# Toshiba Laptop (4300 in docking station) X problem on exit

## niqdanger

When exiting X while the machine is docked, the refresh or syncing rate are completely wrong and I cannot see anything. My shell is there, the screen is just a blur of colors, or sometimes some solid vertical lines. The only solution is to reboot (issue a halt and stop/start, or issue a reboot command) , or I can restart x. The machine is running properly, I just cant read the screen  :Smile:  This will happen when docked and using an external monitor. If I use the laptop screen (not docked) all is fine on starts and exits. 

Any suggestions to solve this?

----------

## Xinos

Looking at the XF86Config file I would try to setup a new Device and Monitor for the docking station and then specify the docking station when you run  X windows. You will have to add a new section portion to this file and then change the Device and Monitor. For your new monitor change your refresh and sync lines to whatever you need.
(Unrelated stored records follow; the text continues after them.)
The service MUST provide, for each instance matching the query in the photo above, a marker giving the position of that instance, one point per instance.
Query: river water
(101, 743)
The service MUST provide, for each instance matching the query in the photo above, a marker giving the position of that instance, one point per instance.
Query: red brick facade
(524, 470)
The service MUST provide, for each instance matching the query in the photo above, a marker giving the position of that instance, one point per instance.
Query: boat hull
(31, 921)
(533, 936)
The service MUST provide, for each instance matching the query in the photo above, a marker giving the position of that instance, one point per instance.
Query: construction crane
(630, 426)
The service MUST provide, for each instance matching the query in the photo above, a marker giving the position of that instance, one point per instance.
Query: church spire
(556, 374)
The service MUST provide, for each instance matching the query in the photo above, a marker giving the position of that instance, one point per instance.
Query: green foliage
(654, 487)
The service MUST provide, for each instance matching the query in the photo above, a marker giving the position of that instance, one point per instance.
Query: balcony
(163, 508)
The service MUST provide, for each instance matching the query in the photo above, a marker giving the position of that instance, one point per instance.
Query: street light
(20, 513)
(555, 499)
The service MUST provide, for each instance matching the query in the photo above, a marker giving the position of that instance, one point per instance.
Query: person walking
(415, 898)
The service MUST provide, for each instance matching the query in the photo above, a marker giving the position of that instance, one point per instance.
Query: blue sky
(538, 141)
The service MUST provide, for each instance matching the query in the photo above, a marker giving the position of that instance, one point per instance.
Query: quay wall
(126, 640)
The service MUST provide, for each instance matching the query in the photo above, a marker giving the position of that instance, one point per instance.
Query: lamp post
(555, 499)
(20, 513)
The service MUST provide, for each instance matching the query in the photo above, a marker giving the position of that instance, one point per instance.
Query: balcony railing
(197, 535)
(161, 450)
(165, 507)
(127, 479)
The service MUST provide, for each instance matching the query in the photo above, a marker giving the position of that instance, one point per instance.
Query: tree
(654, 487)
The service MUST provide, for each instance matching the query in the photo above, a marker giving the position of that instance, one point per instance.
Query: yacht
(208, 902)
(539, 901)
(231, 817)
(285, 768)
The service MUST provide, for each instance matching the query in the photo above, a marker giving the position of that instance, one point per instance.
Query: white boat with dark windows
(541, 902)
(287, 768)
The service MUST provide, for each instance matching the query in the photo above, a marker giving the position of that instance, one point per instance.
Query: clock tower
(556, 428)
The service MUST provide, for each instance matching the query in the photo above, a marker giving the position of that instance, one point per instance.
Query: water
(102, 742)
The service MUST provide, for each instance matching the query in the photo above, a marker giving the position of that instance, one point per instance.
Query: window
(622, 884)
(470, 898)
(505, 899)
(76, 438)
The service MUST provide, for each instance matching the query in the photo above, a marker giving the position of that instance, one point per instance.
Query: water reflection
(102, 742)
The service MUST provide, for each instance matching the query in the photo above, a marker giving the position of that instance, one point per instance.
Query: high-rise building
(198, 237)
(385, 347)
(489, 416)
Let us know if this fixes you problem. Below is an example of the XF86Config Screen portion where you will specify "Screen 2":

# Any number of screen sections may be present.  Each describes

# the configuration of a single screen.  A single specific screen section

# may be specified from the X server command line with the "-screen"

# option.

Section "Screen"

    Identifier  "Screen 1"

    Device      "matrox"

    Monitor     "m500"

    DefaultDepth 24

    Subsection "Display"

        Depth       8

        Modes       "800x600" "1024x768"

        ViewPort    0 0

    EndSubsection

    Subsection "Display"

----------

## niqdanger

[quote="Xinos"]Looking at the XF86Config file I would try to setup a new Device and Monitor for the docking station and then specify the docking station when you run  X windows. You will have to add a new section portion to this file and then change the Device and Monitor. For your new monitor change your refresh and sync lines to whatever you need. Let us know if this fixes you problem. Below is an example of the XF86Config Screen portion where you will specify "Screen 2":

I am not so sure it is the monitor setting in X that is at fault, or the screen section. Intrestingly, if I run X and quit X with the machine docked, but not using the external monitor, I get my shell back just fine. 
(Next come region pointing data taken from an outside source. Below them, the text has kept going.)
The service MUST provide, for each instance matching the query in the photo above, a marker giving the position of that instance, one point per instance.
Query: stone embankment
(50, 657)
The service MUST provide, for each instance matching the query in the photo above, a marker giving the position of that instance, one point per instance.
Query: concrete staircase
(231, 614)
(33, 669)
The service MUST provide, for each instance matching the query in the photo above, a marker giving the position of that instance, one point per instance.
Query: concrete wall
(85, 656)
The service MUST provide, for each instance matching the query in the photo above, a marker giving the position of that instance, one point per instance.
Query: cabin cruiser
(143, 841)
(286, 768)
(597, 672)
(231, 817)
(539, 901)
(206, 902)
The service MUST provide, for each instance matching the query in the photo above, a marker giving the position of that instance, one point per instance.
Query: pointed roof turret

At this point, simply attempting to use the external monitor (via 'Function  F5' keystroke)  sends both the internal and external into fits. Fixable by either restarting X or by restarting the machine (halt or reboot) 

Simply using the eternal display in my shell offers no odd behavior, switching into and out of flawlessly

So it has to be a problem in the S3 driver in X, correct? Maybe I need to toggle some of the driver options. I'll try a few things and post back, but Im open to suggestions.

----------

## niqdanger

Ok, I tried compiling the redhat kernel sources and running that kernel, but it didnt work.  I have also tried running the X server from here (http://www.probo.com/timr/savage40.html) and I still have the same result.
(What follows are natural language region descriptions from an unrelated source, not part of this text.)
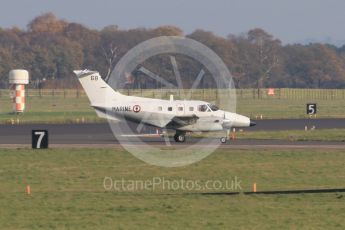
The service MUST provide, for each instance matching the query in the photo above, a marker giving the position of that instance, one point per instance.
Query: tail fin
(96, 89)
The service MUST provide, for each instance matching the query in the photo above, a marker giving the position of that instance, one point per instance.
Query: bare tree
(110, 56)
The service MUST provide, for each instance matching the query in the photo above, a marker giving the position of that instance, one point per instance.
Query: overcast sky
(289, 20)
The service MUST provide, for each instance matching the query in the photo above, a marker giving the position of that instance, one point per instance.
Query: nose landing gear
(180, 136)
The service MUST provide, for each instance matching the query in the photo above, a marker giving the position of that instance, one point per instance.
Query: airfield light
(18, 78)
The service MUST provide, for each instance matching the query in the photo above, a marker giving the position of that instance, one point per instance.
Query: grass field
(289, 135)
(60, 107)
(68, 192)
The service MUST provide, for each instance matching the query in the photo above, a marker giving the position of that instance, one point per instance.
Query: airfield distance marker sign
(311, 109)
(39, 139)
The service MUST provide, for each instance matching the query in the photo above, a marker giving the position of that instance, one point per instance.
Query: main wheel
(180, 137)
(223, 140)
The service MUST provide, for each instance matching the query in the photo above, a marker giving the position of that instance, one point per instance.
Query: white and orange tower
(18, 79)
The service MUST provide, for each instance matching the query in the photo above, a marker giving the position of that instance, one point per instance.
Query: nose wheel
(223, 140)
(180, 137)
(And I did install RH7.3 on another drive and it worked as it should, but I really dont want to use RH7.3, Im linking Gentoo)

-Nick

----------

## niqdanger

Ok, I tried compiling the redhat kernel sources and running that kernel, but it didnt work.  I have also tried running the X server from here (http://www.probo.com/timr/savage40.html) and I still have the same result.

(And I did install RH7.3 on another drive and it worked as it should, but I really dont want to use RH7.3, Im linking Gentoo)

-Nick

----------